Guilliams, Kristin, Kirkham, Fenella, Holzhauer, Susanne, Pavlakis, Steven, Philbrook, Bryan, Amlie-Lefond, Catherine, Noetzel, Michael, Dlamini, Nomazulu, Sharma, Mukta, Carpenter, Jessica L., Fox, Christine, Torres, Marcela, Ichord, Rebecca, Jordan, Lori C. and Dowling, Michael M. (2019) Arteriopathy influences pediatric ischemic stroke presentation, but sickle cell disease influences stroke management. Stroke, 50 (5), 1089-1094. (doi:10.1161/STROKEAHA.118.022800).
Abstract
Purpose: Sickle cell disease (SCD) and arteriopathy are pediatric stroke risk factors that are not mutually exclusive. The relative contribution of SCD and arteriopathy to stroke risk is unknown, resulting in unclear guidance for management when both risk factors are present. We hypothesized that despite similarities in presentation and arteriopathy, stroke management differs in children with SCD.

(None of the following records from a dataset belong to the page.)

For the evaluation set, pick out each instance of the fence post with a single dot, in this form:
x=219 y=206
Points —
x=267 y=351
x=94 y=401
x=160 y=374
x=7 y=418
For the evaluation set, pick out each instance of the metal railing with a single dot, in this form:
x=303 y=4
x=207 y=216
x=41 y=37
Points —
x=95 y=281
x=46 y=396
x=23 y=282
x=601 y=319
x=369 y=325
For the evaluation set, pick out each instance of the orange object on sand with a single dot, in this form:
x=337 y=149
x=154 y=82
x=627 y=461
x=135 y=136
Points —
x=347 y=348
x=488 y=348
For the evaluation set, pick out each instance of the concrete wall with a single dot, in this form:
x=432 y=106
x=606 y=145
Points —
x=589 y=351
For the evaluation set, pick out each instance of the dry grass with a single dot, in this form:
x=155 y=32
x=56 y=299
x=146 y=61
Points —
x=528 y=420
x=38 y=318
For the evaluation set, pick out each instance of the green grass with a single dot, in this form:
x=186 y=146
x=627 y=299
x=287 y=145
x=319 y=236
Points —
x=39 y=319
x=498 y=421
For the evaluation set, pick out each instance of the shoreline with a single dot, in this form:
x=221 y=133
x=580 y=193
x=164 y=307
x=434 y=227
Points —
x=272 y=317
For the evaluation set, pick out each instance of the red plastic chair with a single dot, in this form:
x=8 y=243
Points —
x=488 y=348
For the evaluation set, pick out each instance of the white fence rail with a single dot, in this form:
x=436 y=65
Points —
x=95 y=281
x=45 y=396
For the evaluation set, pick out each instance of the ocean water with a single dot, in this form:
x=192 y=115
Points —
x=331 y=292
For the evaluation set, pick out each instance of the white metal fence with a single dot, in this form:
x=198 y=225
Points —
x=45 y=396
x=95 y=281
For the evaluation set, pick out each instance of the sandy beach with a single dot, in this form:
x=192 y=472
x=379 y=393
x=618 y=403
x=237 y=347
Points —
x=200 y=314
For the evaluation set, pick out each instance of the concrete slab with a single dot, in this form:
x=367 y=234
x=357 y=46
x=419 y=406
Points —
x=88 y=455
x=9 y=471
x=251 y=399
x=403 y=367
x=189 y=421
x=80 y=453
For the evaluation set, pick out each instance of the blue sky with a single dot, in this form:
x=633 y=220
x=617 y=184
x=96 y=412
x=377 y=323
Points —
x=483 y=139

Methods: We compared presentation and management of children with SCD enrolled in the International Pediatric Stroke Study to non-SCD, non-cardiac children, according to SCD and arteriopathy (A) status. Regression modeling determined relative contribution of SCD and arteriopathy in variables with significant differences in frequency.
Results: Among 930 childhood arterial ischemic strokes, there were 98 children with SCD, 67 of whom had arteriopathy, and 466 without SCD, 392 of whom had arteriopathy. Arteriopathy, regardless of SCD status, increased likelihood of hemiparesis (OR 1.94 95% confidence intervals [CI] 1.46, 2.56) and speech abnormalities (OR 1.67; CI 1.29, 2.19). Arteriopathy also increased likelihood of headache, but only among those without SCD (OR 1.89 CI 1.40, 2.55). Echocardiograms were less frequently obtained in children with SCD (OR 0.58; CI 0.37, 0.93), but the frequency of abnormalities among those with echocardiography results were similar in both groups (p=0.57). Children with SCD were less likely to receive antithrombotic therapy, even in the presence of arteriopathy (OR 0.14; CI 0.08, 0.22). Arteriopathy was associated with a significantly higher likelihood of antithrombotic therapy in children without SCD (OR 5.36; CI 3.55, 8.09).
Conclusion: Arteriopathy, and not SCD status, was most influential of stroke presentation. However, SCD status influenced stroke management, as children with SCD were less likely to have echocardiograms or receive antithrombotic therapy. Further work is needed to determine whether management differences are warranted.